Rhonda Kennedy’s postcard from Alaska featured icebergs under a full moon. Below the postcard, in the lower right corner of the corkboard, was a straight row of photos of individuals, posed for what appeared to be mug shots. The image on the far right was a picture of Mr. Murray Michaels, chin up in defiance, eyes glowering at something unseen, off to the side of the photographer.

  I asked innocently, “What event are those photos from? Gosh. They look like mug shots.”

  Jenkins shifted a calendar down to cover the row of photos. “I’m afraid that’s not for customers to see.”

  “But I’m not just a customer. I’m a local business owner. That’s your Wall of Dishonor, isn’t it? Shoplifters?”

  “Yes, I’m sorry to say that’s exactly what it is.” With a robotic stiffness, he turned back toward the corkboard. His long fingers scuttled like the legs of a spider as he lifted the calendar back up to let me have a look. “Keep an eye on these ones if they start spending a suspicious amount of time inside your store.”
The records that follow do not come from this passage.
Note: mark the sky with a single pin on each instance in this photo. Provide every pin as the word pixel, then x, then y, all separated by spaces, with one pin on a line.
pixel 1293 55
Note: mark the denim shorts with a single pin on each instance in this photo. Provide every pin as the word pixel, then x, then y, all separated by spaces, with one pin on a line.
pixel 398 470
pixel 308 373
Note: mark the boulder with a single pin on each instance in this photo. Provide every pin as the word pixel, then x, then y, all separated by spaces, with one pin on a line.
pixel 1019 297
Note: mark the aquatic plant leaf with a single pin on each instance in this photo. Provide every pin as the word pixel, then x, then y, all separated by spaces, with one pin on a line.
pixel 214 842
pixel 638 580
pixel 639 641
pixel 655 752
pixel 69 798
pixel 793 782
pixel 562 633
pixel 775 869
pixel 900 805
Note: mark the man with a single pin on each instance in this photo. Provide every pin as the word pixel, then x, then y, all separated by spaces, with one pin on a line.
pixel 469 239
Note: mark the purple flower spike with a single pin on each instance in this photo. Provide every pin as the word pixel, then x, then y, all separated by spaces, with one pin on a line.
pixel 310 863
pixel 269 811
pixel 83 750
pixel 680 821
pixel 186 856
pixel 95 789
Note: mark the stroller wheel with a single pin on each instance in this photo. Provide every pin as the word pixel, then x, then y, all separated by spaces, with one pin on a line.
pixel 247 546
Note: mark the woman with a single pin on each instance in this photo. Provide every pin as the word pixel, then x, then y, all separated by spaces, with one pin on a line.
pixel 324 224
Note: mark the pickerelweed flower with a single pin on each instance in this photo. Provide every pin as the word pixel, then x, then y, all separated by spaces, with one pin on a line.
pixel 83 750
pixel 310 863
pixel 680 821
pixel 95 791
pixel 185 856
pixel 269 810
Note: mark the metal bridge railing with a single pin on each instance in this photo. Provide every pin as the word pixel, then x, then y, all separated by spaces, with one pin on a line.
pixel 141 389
  “The lady with the platinum hair is married into the Koenig family, isn’t she? That woman could buy the whole block and have money left over. What’s she doing shoplifting?” I pointed to her shame-faced image while keeping my eyes on Mr. Michaels.

  “Some do it for the thrill,” Jenkins said. “This one’s husband always pays for what she takes. I suppose I could let her come and go, but lately she hasn’t even been trying to hide what she’s doing. I can’t let people carry on like that without doing something, without any punishment. It’s the principle of the thing.”

  “I’ll keep an eye out for her.” I leaned in, squinting theatrically. “I think that’s my dad’s neighbor over there on the end. What did he steal?”

  “This and that.”

  “Men’s clothes? Maybe a hat?”

  Eli Jenkins brought his spider fingers to his face and stroked his sharp chin. “He may have helped himself to one of my top hats, but I can’t be sure.”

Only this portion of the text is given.